Prenons par exemple les dernières rencontres en U16 Boys division nationale honneur, donc arbitrées par deux référés officiels, où la pression est la plus forte. Que constate-t-on ? Dans chacune des six rencontres, des cartons ont été distribués. Les hommes en rose ont sorti 15 cartons verts et seulement deux cartons jaunes. Dans la même division honneur, mais cette fois-ci en U19, toujours chez les garçons, 13 cartons verts et 4 cartons jaunes ont été donnés. Il y a donc bien des comportements suffisamment sanctionnables pour que les arbitres sortent leurs cartons. Remarquons toutefois qu’aucun carton rouge n’a été donné et que les cartons jaunes ne sont pas majoritaires.
Il est intéressant de noter que chez les filles du même âge, 12 cartons verts ont été donnés. Dans certaines rencontres, aucun carton n’a été distribué, et aucun carton jaune ou rouge n’a été donné.
La carte verte, atout maître du hockey et de l’arbitre
On distribue donc beaucoup de cartons verts chez les jeunes, tant chez les garçons que chez les filles. N’est-ce pas là la grande force de gestion du hockey ? Car c’est bien à cela qu’elle sert ! Avertir et prévenir un comportement qui pourrait déraper. En excluant pendant deux minutes un joueur ou une joueuse dont le comportement n’est pas approprié sur un terrain de hockey, on instaure un garde-fou clair. On donne à l’arbitre le moyen de garder la main sur la rencontre et on offre au joueur l’opportunité de se calmer sur le banc. C’est probablement pour cette raison que les rencontres sont maîtrisées.
Pour tous les parents, jeunes et autres arbitres d’une rencontre, il est fondamental de prendre conscience du rôle de cette carte et de ne pas hésiter à l’utiliser. Ceci implique deux choses : 1. Connaître les situations dans lesquelles une faute DOIT être sanctionnée par un carton. 2. Avoir un carton sur soi quand on arbitre et le sortir lorsque la faute est commise.

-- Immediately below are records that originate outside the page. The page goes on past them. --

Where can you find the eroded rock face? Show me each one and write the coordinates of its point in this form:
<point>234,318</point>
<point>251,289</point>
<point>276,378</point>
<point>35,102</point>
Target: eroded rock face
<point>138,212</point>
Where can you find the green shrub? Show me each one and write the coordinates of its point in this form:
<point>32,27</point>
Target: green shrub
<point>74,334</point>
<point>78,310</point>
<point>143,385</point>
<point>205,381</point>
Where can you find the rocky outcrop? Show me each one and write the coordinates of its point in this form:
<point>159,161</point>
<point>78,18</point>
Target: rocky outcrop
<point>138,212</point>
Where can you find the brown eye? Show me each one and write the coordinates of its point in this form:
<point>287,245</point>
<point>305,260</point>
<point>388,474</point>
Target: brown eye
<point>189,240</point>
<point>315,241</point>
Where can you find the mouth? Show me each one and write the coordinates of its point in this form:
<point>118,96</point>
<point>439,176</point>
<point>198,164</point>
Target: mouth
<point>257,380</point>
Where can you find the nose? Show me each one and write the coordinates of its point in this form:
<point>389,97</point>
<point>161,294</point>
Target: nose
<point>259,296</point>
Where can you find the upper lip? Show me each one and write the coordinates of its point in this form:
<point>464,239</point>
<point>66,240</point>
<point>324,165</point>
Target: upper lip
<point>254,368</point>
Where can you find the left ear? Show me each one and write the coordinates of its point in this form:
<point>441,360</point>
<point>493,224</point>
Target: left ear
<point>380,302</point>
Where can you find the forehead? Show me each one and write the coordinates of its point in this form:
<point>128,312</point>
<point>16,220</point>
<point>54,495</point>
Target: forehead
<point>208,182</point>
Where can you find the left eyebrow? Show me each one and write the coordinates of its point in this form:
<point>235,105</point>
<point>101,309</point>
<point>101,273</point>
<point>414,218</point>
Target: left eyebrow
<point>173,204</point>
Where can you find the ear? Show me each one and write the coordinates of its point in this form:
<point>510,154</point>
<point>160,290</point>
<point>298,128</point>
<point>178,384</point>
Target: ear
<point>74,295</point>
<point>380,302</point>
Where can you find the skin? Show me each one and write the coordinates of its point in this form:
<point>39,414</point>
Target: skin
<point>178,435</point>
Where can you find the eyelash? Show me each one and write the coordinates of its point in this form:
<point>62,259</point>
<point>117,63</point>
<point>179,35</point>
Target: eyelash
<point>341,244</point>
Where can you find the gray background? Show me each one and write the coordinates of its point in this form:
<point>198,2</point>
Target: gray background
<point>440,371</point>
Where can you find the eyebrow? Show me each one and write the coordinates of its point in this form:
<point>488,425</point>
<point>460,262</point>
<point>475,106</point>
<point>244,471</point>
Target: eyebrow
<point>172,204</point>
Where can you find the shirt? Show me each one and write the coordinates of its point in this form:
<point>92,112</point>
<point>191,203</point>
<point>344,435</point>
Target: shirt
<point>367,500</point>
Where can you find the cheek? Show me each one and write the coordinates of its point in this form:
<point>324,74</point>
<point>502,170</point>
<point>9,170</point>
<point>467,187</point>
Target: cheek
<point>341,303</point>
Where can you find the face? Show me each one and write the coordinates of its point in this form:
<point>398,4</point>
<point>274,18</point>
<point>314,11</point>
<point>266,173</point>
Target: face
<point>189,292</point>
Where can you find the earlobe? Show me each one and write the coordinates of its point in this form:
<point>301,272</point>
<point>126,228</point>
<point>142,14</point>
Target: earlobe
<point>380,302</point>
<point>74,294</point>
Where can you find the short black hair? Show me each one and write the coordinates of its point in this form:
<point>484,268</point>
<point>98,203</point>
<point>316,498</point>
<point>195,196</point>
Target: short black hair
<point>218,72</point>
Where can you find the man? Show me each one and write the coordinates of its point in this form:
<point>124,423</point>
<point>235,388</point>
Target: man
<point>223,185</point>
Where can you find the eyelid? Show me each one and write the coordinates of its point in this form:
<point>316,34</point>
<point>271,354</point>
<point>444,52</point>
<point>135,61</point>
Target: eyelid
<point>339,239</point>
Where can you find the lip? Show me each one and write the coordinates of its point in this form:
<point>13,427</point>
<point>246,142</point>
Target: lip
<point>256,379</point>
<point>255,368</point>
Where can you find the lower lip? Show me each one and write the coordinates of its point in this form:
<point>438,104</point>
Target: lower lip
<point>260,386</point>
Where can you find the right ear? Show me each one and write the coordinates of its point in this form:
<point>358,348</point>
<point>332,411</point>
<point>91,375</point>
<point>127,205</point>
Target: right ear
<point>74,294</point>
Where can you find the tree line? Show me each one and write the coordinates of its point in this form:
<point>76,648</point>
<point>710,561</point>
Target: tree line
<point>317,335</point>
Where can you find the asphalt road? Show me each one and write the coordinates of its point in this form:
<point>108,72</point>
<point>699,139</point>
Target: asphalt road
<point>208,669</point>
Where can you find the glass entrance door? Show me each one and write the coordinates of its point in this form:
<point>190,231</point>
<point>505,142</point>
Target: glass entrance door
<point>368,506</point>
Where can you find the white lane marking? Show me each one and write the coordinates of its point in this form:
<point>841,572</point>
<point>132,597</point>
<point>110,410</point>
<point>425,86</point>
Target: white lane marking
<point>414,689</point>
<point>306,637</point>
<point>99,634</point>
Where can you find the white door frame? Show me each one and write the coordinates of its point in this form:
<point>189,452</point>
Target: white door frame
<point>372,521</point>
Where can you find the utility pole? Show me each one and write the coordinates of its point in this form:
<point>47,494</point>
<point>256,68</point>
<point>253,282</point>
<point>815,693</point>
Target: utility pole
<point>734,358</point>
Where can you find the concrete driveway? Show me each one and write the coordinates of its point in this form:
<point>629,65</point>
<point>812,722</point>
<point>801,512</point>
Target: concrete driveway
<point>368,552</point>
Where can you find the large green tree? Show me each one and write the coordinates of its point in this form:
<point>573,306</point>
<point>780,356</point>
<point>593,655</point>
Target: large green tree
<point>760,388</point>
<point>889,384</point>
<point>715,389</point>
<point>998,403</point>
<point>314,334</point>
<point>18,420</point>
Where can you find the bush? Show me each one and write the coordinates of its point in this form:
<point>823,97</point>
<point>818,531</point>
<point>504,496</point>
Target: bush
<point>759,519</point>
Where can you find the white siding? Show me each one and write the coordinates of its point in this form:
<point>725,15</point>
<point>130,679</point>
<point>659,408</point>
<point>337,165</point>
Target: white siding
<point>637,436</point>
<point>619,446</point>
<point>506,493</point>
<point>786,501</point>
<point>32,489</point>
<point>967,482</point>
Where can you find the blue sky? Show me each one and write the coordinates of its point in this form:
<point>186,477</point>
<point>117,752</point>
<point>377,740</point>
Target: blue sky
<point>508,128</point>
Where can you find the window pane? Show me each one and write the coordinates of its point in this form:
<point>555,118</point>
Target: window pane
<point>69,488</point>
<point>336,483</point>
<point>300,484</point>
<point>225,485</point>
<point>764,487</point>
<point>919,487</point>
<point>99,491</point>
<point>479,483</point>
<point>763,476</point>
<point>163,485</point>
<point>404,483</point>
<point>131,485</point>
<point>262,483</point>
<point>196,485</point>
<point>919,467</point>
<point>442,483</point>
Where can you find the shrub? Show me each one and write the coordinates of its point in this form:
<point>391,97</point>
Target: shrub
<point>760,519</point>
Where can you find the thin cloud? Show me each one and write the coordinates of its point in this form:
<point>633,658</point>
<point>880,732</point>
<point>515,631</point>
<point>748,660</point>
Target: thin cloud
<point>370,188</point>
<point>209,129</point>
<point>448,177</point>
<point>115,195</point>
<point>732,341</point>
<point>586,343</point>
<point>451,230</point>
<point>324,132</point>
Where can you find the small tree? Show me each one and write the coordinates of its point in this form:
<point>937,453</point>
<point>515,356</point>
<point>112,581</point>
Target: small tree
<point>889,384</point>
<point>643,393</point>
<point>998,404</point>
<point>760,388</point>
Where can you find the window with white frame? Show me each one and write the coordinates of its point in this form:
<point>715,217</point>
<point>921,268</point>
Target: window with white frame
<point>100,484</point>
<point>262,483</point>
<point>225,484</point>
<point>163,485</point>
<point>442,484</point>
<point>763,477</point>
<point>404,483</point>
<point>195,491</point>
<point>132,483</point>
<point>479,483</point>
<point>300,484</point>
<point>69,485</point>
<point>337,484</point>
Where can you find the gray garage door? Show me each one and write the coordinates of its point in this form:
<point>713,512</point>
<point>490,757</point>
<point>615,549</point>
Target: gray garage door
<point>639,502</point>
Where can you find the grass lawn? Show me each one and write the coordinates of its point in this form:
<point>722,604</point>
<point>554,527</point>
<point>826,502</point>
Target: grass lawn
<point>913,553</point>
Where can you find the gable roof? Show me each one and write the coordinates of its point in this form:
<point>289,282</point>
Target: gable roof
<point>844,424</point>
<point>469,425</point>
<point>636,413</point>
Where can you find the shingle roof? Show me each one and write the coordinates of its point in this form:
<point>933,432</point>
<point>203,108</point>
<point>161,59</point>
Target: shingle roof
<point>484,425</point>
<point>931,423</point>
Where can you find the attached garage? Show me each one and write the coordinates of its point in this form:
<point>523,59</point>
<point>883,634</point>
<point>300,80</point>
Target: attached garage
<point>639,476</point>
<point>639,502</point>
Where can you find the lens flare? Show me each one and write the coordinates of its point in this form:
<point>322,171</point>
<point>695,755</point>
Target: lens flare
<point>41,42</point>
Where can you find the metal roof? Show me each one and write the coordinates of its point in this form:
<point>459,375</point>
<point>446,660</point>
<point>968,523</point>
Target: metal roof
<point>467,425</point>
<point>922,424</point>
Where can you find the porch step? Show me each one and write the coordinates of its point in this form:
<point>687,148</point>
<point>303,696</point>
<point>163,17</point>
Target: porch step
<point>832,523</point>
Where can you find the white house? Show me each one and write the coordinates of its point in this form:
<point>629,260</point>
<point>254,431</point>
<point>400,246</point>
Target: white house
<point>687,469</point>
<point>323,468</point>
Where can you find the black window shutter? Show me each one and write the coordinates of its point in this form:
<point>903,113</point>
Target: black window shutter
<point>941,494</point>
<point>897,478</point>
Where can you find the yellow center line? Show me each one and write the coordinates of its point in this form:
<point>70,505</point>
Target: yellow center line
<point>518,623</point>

Cela calmera le joueur et le jeu par la même occasion.
Si les gestes sont très vite sanctionnés, il reste les mots. Ceux glissés à l’adversaire, parfois au coéquipier, sans que ce soit entendu par l’arbitre qui ne peut donc les sanctionner. Si un mal a pris de l’ampleur ces dernières années, ce sont bien les violences verbales et psychologiques, proférées discrètement, presque en silence. C’est là que le rôle de l’adulte intervient, rôle qui dépasse parfois clairement les lignes du terrain.
Il est impératif que les parents, depuis le bord du terrain, apaisent le jeu. Les jeunes sont déjà suffisamment et naturellement « chauds » pour ne pas avoir besoin de plus d’excitation ou de contestations envers l’arbitre.
Toujours pour s’appuyer sur des faits avérés, les jeunes qui se concentrent sur la tâche à accomplir et sur leur propre amélioration ont significativement moins tendance à adopter des comportements violents. En cultivant l’esprit d’équipe, la capacité à se concentrer sur le jeu et le rôle que le joueur a à accomplir au sein du groupe, le coach et les parents diminuent le risque que la partie ne dérape.
Il est donc nécessaire de toujours les encourager en tant qu’équipe et de rester positif, quoi qu’il arrive. Tout le reste, c’est le rôle des coachs et de l’arbitre. Il ne faut surtout pas râler quand un jeune « prend une verte ». Ce n’est pas grave, c’est tout à fait normal. Ils sont jeunes, ils s’énervent et apprennent à se maîtriser. À nous, parents, d’en faire autant.